Scottish Cancer Patient Experience Survey 2015/16: Analysis of Free-text Comments

Published: 4 Oct 2016
Part of:
Health and social care
ISBN:
9781786524843

Analysis of free-text comments provided by patients as part of Scotland’s first Cancer Patient Experience Survey.

61 page PDF

2.6MB

61 page PDF

2.6MB

Contents
Scottish Cancer Patient Experience Survey 2015/16: Analysis of Free-text Comments
Appendix B Data analysis process

61 page PDF

2.6MB

Appendix B Data analysis process

Free-text comments were analysed by a team of three researchers with significant experience in qualitative analysis. The data were analysed using Thematic Analysis (Braun and Clarke, 2006), employing an inductive approach – coding and theme development were driven by the content of the free-text comments. The process involved identifying commonalities in the data, and searching and comparing the data to identify and record relationships and themes.
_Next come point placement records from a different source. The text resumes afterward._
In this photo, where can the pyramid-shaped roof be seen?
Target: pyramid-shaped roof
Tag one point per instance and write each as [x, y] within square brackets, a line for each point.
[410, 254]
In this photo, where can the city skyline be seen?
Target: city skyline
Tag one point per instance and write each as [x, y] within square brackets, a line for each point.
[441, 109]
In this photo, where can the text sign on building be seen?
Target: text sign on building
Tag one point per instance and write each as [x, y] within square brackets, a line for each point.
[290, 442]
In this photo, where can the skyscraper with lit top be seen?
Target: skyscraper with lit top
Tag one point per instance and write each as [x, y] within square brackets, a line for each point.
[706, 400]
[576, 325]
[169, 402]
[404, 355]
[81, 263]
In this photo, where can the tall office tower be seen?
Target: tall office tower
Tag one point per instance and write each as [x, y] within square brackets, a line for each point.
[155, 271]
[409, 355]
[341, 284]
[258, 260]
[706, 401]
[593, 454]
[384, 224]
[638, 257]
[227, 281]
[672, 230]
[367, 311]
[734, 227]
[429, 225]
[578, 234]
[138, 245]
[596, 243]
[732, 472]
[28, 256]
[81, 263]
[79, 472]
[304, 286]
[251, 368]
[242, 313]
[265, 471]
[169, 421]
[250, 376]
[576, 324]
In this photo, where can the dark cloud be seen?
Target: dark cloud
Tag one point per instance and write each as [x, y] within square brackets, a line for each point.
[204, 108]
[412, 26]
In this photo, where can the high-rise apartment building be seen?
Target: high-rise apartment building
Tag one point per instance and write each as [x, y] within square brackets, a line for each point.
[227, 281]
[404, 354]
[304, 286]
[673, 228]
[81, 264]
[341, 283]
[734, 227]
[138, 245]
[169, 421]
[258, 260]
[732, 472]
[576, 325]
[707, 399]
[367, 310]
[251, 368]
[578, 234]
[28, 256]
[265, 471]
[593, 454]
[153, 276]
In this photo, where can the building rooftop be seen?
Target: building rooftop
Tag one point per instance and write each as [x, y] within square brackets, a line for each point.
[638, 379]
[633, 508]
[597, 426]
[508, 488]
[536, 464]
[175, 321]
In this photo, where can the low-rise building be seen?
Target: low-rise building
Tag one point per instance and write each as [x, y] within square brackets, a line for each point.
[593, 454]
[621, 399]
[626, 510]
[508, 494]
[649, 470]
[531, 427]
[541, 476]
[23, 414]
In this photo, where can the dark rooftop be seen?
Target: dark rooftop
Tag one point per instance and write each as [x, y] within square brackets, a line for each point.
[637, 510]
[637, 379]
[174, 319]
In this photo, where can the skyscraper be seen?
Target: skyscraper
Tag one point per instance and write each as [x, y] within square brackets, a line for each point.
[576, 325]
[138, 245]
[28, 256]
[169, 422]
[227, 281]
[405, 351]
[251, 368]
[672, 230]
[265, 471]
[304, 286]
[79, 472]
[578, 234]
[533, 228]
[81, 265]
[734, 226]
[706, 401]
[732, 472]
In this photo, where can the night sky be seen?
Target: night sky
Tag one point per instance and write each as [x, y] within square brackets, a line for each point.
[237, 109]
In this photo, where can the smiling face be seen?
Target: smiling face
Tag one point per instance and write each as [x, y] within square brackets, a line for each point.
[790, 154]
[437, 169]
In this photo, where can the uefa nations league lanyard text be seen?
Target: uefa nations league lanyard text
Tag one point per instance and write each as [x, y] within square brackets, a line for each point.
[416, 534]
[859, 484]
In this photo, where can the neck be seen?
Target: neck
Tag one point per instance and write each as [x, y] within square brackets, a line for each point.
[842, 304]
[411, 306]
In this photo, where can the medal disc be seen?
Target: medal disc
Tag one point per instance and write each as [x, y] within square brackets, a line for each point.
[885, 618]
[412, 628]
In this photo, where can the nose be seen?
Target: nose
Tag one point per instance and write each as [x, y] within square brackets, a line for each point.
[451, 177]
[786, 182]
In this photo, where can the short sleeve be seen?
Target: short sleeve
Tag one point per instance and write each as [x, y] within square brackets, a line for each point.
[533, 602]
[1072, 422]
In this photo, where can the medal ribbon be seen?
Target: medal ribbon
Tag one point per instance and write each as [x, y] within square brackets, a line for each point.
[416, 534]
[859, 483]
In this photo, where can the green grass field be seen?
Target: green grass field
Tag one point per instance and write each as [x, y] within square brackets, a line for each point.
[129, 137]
In order to apply some structure to the large volume of data, the following steps were undertaken during analysis:

1. The complete data set was split into responses by comment box, creating seven data-sets.
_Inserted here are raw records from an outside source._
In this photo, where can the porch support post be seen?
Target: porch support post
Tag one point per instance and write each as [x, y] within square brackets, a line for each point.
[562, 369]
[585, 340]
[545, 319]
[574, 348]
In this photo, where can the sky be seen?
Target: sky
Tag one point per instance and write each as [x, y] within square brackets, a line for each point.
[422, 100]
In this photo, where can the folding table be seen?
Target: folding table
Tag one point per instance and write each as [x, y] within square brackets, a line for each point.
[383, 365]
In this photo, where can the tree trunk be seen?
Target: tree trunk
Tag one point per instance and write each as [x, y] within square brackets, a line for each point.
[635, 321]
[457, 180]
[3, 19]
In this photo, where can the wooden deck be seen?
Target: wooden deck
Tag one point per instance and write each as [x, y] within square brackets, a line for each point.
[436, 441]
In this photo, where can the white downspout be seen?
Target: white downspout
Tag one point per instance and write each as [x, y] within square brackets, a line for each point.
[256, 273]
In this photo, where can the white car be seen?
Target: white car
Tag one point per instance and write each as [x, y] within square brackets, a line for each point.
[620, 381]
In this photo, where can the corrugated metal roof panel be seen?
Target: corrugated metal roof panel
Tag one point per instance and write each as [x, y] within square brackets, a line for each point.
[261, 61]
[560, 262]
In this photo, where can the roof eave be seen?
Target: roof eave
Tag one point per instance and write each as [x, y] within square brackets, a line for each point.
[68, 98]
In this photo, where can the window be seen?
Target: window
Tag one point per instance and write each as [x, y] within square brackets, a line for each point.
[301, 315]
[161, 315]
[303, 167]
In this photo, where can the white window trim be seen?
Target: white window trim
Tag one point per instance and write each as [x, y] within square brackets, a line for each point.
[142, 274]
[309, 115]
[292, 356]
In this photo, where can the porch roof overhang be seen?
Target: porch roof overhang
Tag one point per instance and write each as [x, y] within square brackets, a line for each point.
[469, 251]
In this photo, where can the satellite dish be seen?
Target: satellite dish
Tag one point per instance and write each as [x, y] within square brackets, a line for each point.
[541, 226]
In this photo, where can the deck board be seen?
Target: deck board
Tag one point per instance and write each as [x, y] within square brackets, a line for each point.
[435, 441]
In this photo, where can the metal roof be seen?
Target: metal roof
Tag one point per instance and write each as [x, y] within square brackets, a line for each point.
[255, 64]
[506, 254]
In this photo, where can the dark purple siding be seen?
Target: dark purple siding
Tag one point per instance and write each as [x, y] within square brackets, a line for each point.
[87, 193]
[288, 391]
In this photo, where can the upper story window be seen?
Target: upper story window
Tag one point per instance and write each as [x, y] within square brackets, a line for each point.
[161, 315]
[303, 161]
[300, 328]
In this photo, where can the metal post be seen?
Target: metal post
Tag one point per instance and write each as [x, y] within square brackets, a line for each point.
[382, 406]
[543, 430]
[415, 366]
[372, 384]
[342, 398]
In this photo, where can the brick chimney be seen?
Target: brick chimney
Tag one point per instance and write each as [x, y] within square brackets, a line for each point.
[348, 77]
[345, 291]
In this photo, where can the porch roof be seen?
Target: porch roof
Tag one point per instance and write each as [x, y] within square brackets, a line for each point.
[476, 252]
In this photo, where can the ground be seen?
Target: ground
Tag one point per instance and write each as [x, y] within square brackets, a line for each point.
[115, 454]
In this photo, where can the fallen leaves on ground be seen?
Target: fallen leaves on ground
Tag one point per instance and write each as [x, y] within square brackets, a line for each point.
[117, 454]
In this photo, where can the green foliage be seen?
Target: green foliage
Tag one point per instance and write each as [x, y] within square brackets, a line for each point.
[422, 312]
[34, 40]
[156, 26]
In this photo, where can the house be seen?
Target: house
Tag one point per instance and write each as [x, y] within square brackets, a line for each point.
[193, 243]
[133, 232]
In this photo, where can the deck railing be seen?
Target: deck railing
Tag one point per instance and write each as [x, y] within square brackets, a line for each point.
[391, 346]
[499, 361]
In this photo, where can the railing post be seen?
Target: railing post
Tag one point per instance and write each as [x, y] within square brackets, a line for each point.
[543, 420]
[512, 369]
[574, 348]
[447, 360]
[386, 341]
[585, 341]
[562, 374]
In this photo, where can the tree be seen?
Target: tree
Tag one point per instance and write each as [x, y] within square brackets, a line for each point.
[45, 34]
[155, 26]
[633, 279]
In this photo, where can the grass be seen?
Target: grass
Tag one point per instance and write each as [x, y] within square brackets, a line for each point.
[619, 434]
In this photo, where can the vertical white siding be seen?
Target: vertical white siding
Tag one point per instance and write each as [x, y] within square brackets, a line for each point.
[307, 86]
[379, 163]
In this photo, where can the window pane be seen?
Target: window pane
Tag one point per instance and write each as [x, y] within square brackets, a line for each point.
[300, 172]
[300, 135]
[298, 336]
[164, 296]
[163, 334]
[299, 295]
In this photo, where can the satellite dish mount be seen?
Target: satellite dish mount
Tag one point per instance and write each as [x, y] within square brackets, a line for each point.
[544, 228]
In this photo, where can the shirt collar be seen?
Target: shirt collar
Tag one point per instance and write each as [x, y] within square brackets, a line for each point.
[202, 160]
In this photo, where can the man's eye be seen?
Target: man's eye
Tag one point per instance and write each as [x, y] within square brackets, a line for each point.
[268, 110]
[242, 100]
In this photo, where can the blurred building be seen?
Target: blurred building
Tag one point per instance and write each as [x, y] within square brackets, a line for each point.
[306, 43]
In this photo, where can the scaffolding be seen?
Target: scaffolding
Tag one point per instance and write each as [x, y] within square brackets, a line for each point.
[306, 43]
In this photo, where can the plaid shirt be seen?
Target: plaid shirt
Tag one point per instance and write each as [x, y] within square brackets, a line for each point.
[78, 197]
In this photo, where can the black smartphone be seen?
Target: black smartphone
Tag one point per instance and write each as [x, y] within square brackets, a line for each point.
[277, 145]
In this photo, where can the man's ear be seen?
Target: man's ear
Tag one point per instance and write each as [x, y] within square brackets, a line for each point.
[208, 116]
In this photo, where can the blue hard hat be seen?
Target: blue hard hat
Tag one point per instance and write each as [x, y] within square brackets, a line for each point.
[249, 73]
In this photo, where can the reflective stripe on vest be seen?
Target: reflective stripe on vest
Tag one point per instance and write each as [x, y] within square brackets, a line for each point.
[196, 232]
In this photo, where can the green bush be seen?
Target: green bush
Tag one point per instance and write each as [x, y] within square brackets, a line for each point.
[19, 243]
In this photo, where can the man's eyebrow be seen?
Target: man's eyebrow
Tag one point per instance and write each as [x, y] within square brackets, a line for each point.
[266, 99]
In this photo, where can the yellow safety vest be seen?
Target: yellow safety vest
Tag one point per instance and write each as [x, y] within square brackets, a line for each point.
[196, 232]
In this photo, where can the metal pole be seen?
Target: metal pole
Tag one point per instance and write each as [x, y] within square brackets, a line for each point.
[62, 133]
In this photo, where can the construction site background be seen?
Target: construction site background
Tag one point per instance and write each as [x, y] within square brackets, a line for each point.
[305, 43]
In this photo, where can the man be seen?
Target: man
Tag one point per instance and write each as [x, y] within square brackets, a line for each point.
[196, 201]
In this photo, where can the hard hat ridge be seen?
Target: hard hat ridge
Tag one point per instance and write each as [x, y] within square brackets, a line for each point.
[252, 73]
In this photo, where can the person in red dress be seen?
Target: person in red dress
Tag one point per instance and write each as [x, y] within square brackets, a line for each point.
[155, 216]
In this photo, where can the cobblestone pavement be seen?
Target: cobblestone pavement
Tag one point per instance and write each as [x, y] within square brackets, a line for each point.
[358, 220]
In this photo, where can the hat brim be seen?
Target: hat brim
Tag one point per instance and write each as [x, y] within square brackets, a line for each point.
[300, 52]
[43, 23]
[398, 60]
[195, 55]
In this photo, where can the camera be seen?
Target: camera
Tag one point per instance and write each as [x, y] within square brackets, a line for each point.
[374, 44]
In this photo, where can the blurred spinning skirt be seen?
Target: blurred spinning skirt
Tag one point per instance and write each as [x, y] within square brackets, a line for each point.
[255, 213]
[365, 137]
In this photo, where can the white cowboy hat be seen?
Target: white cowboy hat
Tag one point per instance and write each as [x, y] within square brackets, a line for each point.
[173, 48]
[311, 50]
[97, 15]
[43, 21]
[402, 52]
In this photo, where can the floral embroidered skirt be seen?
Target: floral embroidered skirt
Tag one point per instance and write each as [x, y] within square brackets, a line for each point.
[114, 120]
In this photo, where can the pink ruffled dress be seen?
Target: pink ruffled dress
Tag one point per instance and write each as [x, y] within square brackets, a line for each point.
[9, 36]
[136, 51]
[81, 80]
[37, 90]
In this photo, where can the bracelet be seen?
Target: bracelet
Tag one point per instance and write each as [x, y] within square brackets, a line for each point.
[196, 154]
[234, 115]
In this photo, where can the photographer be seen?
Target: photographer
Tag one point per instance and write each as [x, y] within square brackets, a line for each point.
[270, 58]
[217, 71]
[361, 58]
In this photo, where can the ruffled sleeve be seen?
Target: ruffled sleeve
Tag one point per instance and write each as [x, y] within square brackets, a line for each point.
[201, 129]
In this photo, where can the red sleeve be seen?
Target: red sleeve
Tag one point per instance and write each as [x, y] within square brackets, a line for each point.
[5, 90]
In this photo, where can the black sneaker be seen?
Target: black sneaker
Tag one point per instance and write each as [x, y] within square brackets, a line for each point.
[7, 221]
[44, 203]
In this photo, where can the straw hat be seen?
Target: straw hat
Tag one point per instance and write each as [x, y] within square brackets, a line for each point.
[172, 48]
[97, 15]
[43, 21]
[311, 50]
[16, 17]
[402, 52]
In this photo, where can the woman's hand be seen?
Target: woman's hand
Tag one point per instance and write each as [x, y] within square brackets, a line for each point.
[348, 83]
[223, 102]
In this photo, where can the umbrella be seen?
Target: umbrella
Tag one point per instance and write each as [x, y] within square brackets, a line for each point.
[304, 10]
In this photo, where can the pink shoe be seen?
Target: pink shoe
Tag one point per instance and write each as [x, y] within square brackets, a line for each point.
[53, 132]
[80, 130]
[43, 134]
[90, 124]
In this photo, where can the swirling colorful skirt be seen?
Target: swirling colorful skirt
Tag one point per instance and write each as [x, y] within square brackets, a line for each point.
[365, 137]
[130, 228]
2. For each of the individual comment box data-sets, one researcher familiarised themselves with the data by reading all the responses. During familiarisation, the researcher made a note of potential codes for that individual data-set by identifying recurring words or units of meaning (positive, negative or neutral observations). A second researcher familiarised themselves with a sample of the responses and the two researchers discussed and agreed the coding decisions.

3. The researcher sorted all responses in each individual data-set by allocating responses into the following top level categories (i) positive comment; (ii) negative comment; (iii) factual/neutral comment; (iv) irrelevant/miscellaneous comment; (v) both positive and negative comment. This process enabled the team to gain an overview of the nature and emphasis of comments made.
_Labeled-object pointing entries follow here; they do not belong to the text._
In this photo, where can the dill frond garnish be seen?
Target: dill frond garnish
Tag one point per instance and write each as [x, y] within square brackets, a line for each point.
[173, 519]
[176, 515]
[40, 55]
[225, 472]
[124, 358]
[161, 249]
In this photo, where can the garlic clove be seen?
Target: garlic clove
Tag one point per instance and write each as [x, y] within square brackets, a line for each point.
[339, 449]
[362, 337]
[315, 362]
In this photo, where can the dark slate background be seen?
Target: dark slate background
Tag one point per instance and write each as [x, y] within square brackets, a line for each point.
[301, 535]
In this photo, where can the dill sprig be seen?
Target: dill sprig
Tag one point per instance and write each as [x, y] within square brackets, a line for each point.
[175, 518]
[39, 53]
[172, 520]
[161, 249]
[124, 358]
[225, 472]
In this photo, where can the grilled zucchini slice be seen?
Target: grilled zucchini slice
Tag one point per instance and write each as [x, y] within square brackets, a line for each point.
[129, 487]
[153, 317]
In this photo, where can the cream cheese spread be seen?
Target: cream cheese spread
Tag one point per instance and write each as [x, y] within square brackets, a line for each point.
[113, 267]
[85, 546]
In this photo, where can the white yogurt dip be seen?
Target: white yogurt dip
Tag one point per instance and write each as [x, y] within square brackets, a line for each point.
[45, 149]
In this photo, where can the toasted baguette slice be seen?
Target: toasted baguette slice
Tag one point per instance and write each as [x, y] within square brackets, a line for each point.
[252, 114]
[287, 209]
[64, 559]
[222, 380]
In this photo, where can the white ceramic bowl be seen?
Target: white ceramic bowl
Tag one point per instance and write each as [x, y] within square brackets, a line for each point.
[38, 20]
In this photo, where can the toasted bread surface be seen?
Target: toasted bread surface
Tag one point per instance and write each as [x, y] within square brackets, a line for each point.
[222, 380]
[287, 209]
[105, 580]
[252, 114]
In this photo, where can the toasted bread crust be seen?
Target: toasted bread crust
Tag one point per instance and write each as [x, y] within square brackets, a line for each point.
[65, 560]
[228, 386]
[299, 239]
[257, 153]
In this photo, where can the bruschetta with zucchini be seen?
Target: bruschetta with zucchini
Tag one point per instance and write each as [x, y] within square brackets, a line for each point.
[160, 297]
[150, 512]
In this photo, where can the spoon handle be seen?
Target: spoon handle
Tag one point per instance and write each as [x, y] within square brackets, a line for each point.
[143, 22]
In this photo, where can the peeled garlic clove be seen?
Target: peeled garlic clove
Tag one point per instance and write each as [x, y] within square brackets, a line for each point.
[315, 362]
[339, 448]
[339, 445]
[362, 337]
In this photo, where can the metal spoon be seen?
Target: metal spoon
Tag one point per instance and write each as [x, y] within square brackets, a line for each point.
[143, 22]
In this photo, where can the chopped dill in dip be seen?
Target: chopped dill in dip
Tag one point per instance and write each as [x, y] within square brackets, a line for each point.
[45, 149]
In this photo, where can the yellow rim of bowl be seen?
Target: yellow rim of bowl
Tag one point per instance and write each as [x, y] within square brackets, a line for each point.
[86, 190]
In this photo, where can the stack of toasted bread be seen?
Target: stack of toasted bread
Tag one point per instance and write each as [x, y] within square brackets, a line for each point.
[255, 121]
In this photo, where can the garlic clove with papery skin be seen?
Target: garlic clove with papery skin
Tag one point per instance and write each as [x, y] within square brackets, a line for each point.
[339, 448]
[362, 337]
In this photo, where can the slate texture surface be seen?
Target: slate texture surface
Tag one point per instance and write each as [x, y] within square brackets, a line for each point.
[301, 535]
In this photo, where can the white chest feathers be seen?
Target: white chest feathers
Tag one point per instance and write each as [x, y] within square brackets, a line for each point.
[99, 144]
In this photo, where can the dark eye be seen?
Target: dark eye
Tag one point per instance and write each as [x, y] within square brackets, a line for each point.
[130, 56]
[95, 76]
4. The same researcher then applied detailed codes to all responses in each individual data-set. Because the codes had been derived inductively from the responses to comment boxes, the coding sheet was different for each individual data-set. Comments were given as many codes as were appropriate to cover the content of the comment. In total, there were 174 codes across the seven comment boxes, for example speedy action; uncomfortable environment; rude or insensitive communication.

5. Each individual dataset was then split into separate sheets containing all comments for every code. All comments assigned to every code were then re-read to check for consistency of meaning within the code. During this process of constant comparison, where comments were not seen as a good 'fit' with the code, either the code was refined to reflect the comments within that code more meaningfully, or the comment was moved to an alternative code. At this stage, it emerged that an additional code for 'family history not taken seriously' was needed. The content for all comment boxes was then searched again, using the key words 'family' and 'history' and an additional coding sheet was created for relevant comments.

6. A second researcher then checked 5% of all comments for consistency in terms of splitting the data into top level categories, and coding decisions. Any discrepancies or disagreements (of which there were only a small number) were discussed and codes adjusted as necessary.

7. Two researchers then worked together to identify similar codes across the seven comment boxes, in order to look for common themes across the whole data-set ( i.e. across all stages of the cancer journey represented in the SCPES). The researchers amalgamated codes which shared similar meaning into sub-themes.

8. The research team then mapped subthemes into overarching themes which described the main issues highlighted in the data.